PPI updates its Pensions Primer
The PPI maintains a Pensions Primer – a “Guide to the UK pensions systems” – which provides a detailed description of the current pensions system and some archaeology of its different layers.
The Primer has been updated to reflect the current position, and legislated future changes to, the UK pension system as at June 2015.
TPR survey on DC quality features in trust-based schemes
On 23 June 2015, TPR published its 2015 survey into the presence of the DC quality features amongst trust-based schemes. The quality features are set out in TPR’s DC code of practice, which is designed to help trustees to run schemes to high standards, so that they can deliver good outcomes for their members.
This latest research shows that, whilst the governance processes of 90% of master trusts and 86% of other large DC schemes have been reviewed against TPR’s quality features, many small and medium sized DC schemes have more to do – only 59% of medium sized and 39% of small DC schemes having been reviewed against the quality features.
The survey also reveals that 74% of small DC schemes and 48% of medium sized DC schemes have little or no knowledge of the quality features. This compares with much greater knowledge of the quality features amongst master trusts (100%) and other large DC schemes (88%), which knew “quite a lot” or “a lot” about them.
A similar pattern is revealed in relation to the introduction of new minimum legislative governance standards in April 2015.
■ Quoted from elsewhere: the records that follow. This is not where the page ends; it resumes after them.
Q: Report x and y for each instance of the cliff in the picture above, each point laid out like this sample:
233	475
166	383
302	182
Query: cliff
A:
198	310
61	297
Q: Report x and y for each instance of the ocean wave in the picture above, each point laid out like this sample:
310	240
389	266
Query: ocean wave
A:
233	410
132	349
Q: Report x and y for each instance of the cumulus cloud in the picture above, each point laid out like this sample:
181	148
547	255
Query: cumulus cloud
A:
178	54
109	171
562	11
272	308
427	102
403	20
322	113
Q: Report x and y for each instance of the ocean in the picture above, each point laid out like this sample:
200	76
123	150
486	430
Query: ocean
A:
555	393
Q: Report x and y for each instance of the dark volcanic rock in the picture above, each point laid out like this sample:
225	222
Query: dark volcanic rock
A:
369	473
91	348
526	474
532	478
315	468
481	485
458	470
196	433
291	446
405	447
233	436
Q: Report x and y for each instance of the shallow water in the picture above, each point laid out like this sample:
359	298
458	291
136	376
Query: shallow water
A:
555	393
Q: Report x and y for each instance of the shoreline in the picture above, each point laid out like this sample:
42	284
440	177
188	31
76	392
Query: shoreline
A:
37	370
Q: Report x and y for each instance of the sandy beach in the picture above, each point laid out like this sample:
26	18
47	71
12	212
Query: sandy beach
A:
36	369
Executive director for DC pension schemes, Andrew Warwick-Thompson, said: “The survey demonstrates that, in the main, large schemes are better placed to exhibit the standards that we believe are necessary for good outcomes for retirement savers. Therefore we urge all small employers preparing for automatic enrolment to choose a high quality large scheme such as a master trust or a group personal pension plan.”
The survey also shows that the areas with greatest scope for improvement related to TKU, investment strategies and administration systems.
TPR is in the process of updating its DC Code (which has been in place since November 2013 – see our Alert: TPR publishes suite of DC documents), to take account of recent changes in the law and in order to make the code shorter and simpler to apply.